Las armas de los atacantes —PUP’s, virus, gusanos, spyware, botnets, DoS, DDoS, phising, fuzzers— proliferan, y se multiplican día a día como auténticas mutaciones de un virus letal que evoluciona y se hace cada vez más inmune a los sistemas de detección y defensa de los usuarios corporativos e individuales de las tecnologías. Los nuevos dispositivos de movilidad y la filosofía del cloud —albergar los datos en servidores virtuales que permiten la accesibilidad desde cualquier punto de la red— posibilitan que las infecciones se propaguen y penetren en los repositorios de información de todas las organizaciones, traspasando sus sistemas de protección perimetral —firewalls— y de contención interna. Por si fuera poco, una tendencia consolidada a la mixtificación, indiferenciando la informática personal y la profesional mediante la utilización de los dispositivos privados para uso empresarial —BYOD: Bring your Own Devices—, así como la incipiente conexión a la red de todos nuestros utensilios electrónicos domésticos, producirá un incremento del riesgo y unas nuevas vías al oportunismo de los cibercriminales.
Esta situación de riesgo global está siendo hoy contrarrestado con una proliferación normativa que amenaza con resultar ingobernable.
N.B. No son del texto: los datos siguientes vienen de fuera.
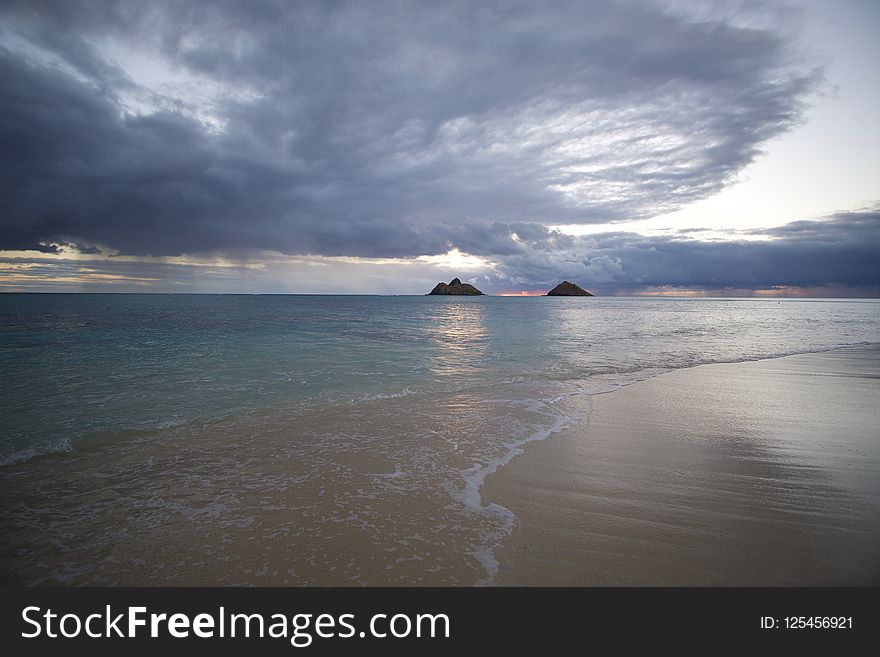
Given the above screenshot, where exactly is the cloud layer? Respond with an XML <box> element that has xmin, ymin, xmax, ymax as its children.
<box><xmin>6</xmin><ymin>209</ymin><xmax>880</xmax><ymax>296</ymax></box>
<box><xmin>0</xmin><ymin>1</ymin><xmax>822</xmax><ymax>262</ymax></box>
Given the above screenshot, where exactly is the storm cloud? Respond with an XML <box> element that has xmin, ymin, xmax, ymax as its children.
<box><xmin>0</xmin><ymin>0</ymin><xmax>820</xmax><ymax>258</ymax></box>
<box><xmin>482</xmin><ymin>209</ymin><xmax>880</xmax><ymax>295</ymax></box>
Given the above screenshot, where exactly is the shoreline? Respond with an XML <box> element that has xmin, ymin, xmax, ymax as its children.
<box><xmin>480</xmin><ymin>344</ymin><xmax>880</xmax><ymax>585</ymax></box>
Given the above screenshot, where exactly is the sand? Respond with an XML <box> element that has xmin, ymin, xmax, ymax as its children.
<box><xmin>482</xmin><ymin>347</ymin><xmax>880</xmax><ymax>586</ymax></box>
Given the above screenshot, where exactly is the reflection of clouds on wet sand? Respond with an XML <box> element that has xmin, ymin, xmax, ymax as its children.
<box><xmin>484</xmin><ymin>348</ymin><xmax>880</xmax><ymax>585</ymax></box>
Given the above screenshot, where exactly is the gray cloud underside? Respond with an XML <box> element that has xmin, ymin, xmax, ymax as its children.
<box><xmin>6</xmin><ymin>210</ymin><xmax>880</xmax><ymax>296</ymax></box>
<box><xmin>482</xmin><ymin>210</ymin><xmax>880</xmax><ymax>294</ymax></box>
<box><xmin>0</xmin><ymin>0</ymin><xmax>821</xmax><ymax>258</ymax></box>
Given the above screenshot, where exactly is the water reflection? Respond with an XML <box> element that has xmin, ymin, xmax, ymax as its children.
<box><xmin>428</xmin><ymin>299</ymin><xmax>488</xmax><ymax>381</ymax></box>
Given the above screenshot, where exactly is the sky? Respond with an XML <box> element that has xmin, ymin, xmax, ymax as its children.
<box><xmin>0</xmin><ymin>0</ymin><xmax>880</xmax><ymax>297</ymax></box>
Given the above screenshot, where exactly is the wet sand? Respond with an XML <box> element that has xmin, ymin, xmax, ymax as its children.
<box><xmin>482</xmin><ymin>347</ymin><xmax>880</xmax><ymax>586</ymax></box>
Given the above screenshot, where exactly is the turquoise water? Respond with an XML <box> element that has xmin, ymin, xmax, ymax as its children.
<box><xmin>0</xmin><ymin>294</ymin><xmax>880</xmax><ymax>585</ymax></box>
<box><xmin>0</xmin><ymin>294</ymin><xmax>880</xmax><ymax>463</ymax></box>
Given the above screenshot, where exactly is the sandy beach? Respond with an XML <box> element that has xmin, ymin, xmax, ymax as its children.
<box><xmin>482</xmin><ymin>347</ymin><xmax>880</xmax><ymax>586</ymax></box>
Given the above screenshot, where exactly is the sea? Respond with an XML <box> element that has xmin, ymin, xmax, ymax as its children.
<box><xmin>0</xmin><ymin>294</ymin><xmax>880</xmax><ymax>586</ymax></box>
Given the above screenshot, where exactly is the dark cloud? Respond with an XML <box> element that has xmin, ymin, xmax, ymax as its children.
<box><xmin>0</xmin><ymin>0</ymin><xmax>821</xmax><ymax>256</ymax></box>
<box><xmin>482</xmin><ymin>210</ymin><xmax>880</xmax><ymax>294</ymax></box>
<box><xmin>0</xmin><ymin>210</ymin><xmax>880</xmax><ymax>296</ymax></box>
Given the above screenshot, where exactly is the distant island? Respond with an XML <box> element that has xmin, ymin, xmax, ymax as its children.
<box><xmin>429</xmin><ymin>278</ymin><xmax>483</xmax><ymax>297</ymax></box>
<box><xmin>547</xmin><ymin>281</ymin><xmax>593</xmax><ymax>297</ymax></box>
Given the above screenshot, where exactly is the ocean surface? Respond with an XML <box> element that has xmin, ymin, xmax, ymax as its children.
<box><xmin>0</xmin><ymin>294</ymin><xmax>880</xmax><ymax>585</ymax></box>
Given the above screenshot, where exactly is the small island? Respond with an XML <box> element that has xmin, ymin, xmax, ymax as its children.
<box><xmin>545</xmin><ymin>281</ymin><xmax>593</xmax><ymax>297</ymax></box>
<box><xmin>428</xmin><ymin>278</ymin><xmax>483</xmax><ymax>296</ymax></box>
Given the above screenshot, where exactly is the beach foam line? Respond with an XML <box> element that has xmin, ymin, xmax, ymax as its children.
<box><xmin>0</xmin><ymin>438</ymin><xmax>73</xmax><ymax>467</ymax></box>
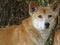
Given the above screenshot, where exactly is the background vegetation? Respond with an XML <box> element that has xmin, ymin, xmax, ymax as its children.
<box><xmin>0</xmin><ymin>0</ymin><xmax>60</xmax><ymax>45</ymax></box>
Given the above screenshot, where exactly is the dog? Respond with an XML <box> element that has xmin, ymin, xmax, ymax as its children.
<box><xmin>54</xmin><ymin>29</ymin><xmax>60</xmax><ymax>45</ymax></box>
<box><xmin>0</xmin><ymin>2</ymin><xmax>59</xmax><ymax>45</ymax></box>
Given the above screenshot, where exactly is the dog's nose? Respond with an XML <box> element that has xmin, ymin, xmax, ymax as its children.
<box><xmin>45</xmin><ymin>22</ymin><xmax>50</xmax><ymax>28</ymax></box>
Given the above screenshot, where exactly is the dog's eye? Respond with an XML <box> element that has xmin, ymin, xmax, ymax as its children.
<box><xmin>38</xmin><ymin>15</ymin><xmax>42</xmax><ymax>18</ymax></box>
<box><xmin>48</xmin><ymin>15</ymin><xmax>52</xmax><ymax>18</ymax></box>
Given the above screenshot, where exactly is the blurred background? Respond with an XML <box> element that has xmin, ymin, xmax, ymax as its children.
<box><xmin>0</xmin><ymin>0</ymin><xmax>60</xmax><ymax>45</ymax></box>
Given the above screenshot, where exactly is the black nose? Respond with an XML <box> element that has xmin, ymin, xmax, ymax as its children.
<box><xmin>45</xmin><ymin>22</ymin><xmax>50</xmax><ymax>28</ymax></box>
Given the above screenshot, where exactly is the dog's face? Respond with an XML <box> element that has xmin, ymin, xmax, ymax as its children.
<box><xmin>29</xmin><ymin>2</ymin><xmax>59</xmax><ymax>30</ymax></box>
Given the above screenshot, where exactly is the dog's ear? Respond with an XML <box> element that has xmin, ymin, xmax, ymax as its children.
<box><xmin>51</xmin><ymin>2</ymin><xmax>60</xmax><ymax>15</ymax></box>
<box><xmin>29</xmin><ymin>1</ymin><xmax>38</xmax><ymax>15</ymax></box>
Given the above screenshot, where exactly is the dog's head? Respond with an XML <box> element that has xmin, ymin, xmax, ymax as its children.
<box><xmin>29</xmin><ymin>2</ymin><xmax>60</xmax><ymax>30</ymax></box>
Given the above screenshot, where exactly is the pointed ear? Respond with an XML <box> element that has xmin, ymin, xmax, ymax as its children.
<box><xmin>51</xmin><ymin>2</ymin><xmax>60</xmax><ymax>15</ymax></box>
<box><xmin>29</xmin><ymin>1</ymin><xmax>38</xmax><ymax>15</ymax></box>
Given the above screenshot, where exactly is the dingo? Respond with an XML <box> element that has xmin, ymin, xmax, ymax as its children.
<box><xmin>0</xmin><ymin>2</ymin><xmax>59</xmax><ymax>45</ymax></box>
<box><xmin>54</xmin><ymin>29</ymin><xmax>60</xmax><ymax>45</ymax></box>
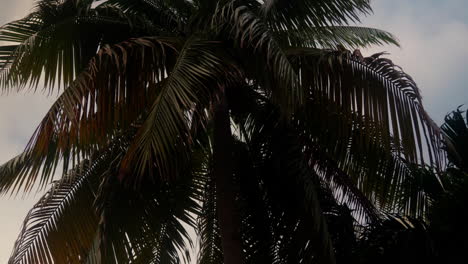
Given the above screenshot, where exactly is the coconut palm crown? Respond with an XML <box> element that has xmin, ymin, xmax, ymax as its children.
<box><xmin>0</xmin><ymin>0</ymin><xmax>443</xmax><ymax>264</ymax></box>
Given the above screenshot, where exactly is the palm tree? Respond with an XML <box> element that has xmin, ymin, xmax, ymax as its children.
<box><xmin>0</xmin><ymin>0</ymin><xmax>443</xmax><ymax>264</ymax></box>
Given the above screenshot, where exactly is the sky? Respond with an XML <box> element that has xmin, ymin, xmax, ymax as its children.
<box><xmin>0</xmin><ymin>0</ymin><xmax>468</xmax><ymax>264</ymax></box>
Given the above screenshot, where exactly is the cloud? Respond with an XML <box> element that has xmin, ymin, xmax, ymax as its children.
<box><xmin>363</xmin><ymin>0</ymin><xmax>468</xmax><ymax>124</ymax></box>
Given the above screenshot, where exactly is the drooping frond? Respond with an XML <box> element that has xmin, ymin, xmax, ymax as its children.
<box><xmin>196</xmin><ymin>170</ymin><xmax>223</xmax><ymax>264</ymax></box>
<box><xmin>96</xmin><ymin>145</ymin><xmax>204</xmax><ymax>263</ymax></box>
<box><xmin>441</xmin><ymin>109</ymin><xmax>468</xmax><ymax>171</ymax></box>
<box><xmin>122</xmin><ymin>38</ymin><xmax>235</xmax><ymax>182</ymax></box>
<box><xmin>275</xmin><ymin>26</ymin><xmax>399</xmax><ymax>49</ymax></box>
<box><xmin>8</xmin><ymin>161</ymin><xmax>98</xmax><ymax>264</ymax></box>
<box><xmin>291</xmin><ymin>49</ymin><xmax>443</xmax><ymax>167</ymax></box>
<box><xmin>260</xmin><ymin>0</ymin><xmax>372</xmax><ymax>31</ymax></box>
<box><xmin>0</xmin><ymin>0</ymin><xmax>162</xmax><ymax>93</ymax></box>
<box><xmin>212</xmin><ymin>1</ymin><xmax>304</xmax><ymax>114</ymax></box>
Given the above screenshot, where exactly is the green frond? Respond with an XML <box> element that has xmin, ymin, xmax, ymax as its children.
<box><xmin>441</xmin><ymin>109</ymin><xmax>468</xmax><ymax>171</ymax></box>
<box><xmin>212</xmin><ymin>1</ymin><xmax>304</xmax><ymax>114</ymax></box>
<box><xmin>260</xmin><ymin>0</ymin><xmax>372</xmax><ymax>31</ymax></box>
<box><xmin>275</xmin><ymin>26</ymin><xmax>400</xmax><ymax>49</ymax></box>
<box><xmin>0</xmin><ymin>0</ymin><xmax>165</xmax><ymax>93</ymax></box>
<box><xmin>8</xmin><ymin>161</ymin><xmax>102</xmax><ymax>264</ymax></box>
<box><xmin>290</xmin><ymin>49</ymin><xmax>443</xmax><ymax>167</ymax></box>
<box><xmin>96</xmin><ymin>148</ymin><xmax>203</xmax><ymax>263</ymax></box>
<box><xmin>0</xmin><ymin>38</ymin><xmax>179</xmax><ymax>194</ymax></box>
<box><xmin>122</xmin><ymin>38</ymin><xmax>232</xmax><ymax>182</ymax></box>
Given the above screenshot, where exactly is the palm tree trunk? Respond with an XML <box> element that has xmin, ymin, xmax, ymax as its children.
<box><xmin>213</xmin><ymin>91</ymin><xmax>242</xmax><ymax>264</ymax></box>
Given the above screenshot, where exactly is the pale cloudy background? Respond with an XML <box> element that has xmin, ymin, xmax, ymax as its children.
<box><xmin>0</xmin><ymin>0</ymin><xmax>468</xmax><ymax>264</ymax></box>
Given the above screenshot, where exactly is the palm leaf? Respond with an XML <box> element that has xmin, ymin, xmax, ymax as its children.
<box><xmin>260</xmin><ymin>0</ymin><xmax>372</xmax><ymax>31</ymax></box>
<box><xmin>8</xmin><ymin>161</ymin><xmax>102</xmax><ymax>264</ymax></box>
<box><xmin>275</xmin><ymin>26</ymin><xmax>399</xmax><ymax>49</ymax></box>
<box><xmin>122</xmin><ymin>38</ymin><xmax>233</xmax><ymax>182</ymax></box>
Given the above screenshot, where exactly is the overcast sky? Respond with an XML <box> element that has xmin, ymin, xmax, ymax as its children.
<box><xmin>0</xmin><ymin>0</ymin><xmax>468</xmax><ymax>264</ymax></box>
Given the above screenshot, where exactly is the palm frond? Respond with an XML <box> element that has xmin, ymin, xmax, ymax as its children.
<box><xmin>96</xmin><ymin>146</ymin><xmax>203</xmax><ymax>263</ymax></box>
<box><xmin>0</xmin><ymin>0</ymin><xmax>165</xmax><ymax>93</ymax></box>
<box><xmin>212</xmin><ymin>1</ymin><xmax>304</xmax><ymax>114</ymax></box>
<box><xmin>9</xmin><ymin>131</ymin><xmax>128</xmax><ymax>264</ymax></box>
<box><xmin>0</xmin><ymin>38</ymin><xmax>175</xmax><ymax>194</ymax></box>
<box><xmin>291</xmin><ymin>49</ymin><xmax>443</xmax><ymax>168</ymax></box>
<box><xmin>441</xmin><ymin>109</ymin><xmax>468</xmax><ymax>171</ymax></box>
<box><xmin>8</xmin><ymin>161</ymin><xmax>98</xmax><ymax>264</ymax></box>
<box><xmin>260</xmin><ymin>0</ymin><xmax>372</xmax><ymax>31</ymax></box>
<box><xmin>275</xmin><ymin>26</ymin><xmax>399</xmax><ymax>49</ymax></box>
<box><xmin>122</xmin><ymin>38</ymin><xmax>232</xmax><ymax>182</ymax></box>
Se están introduciendo nuevas exigencias de responsabilidad a los proveedores y usuarios de tecnologías de la información, las organizaciones usuarias requieren disponer con creciente frecuencia de perfiles profesionales especializados en el control de sus Sistemas —CIO: Chief Information Officer, CISO: Chief Information Security Officer—. La enorme profusión normativa acarrea la preocupación en las empresas y organizaciones —tanto públicas como privadas— por la observación de la legalidad, creándose nuevos roles de control y gobierno normativo que velarán porque los recursos tecnológicos se usen dentro de la más estricta legalidad —CCO Corporate Compliance Officer—.
Aunque estas sean modalidades de crimen nacidas específicamente con cada avance en las TIC, no debemos olvidar que el término «cibercrimen» se aplica también a los delincuentes tradicionales que utilizan las tecnologías para ser más eficaces en sus actos criminales: desde las falsas ventas y las estafas cibernéticas, el blanqueo de capitales y la financiación del terrorismo o la insurgencia política.
La dialéctica entre la promoción del progreso y la modernidad que promueven las nuevas tecnologías -TIC- y, coetáneamente, la exigencia de garantizar la seguridad y las libertades sociales, centra un debate fundamental en el actual momento histórico; un reto pues, que la comunidad internacional no puede hoy soslayar.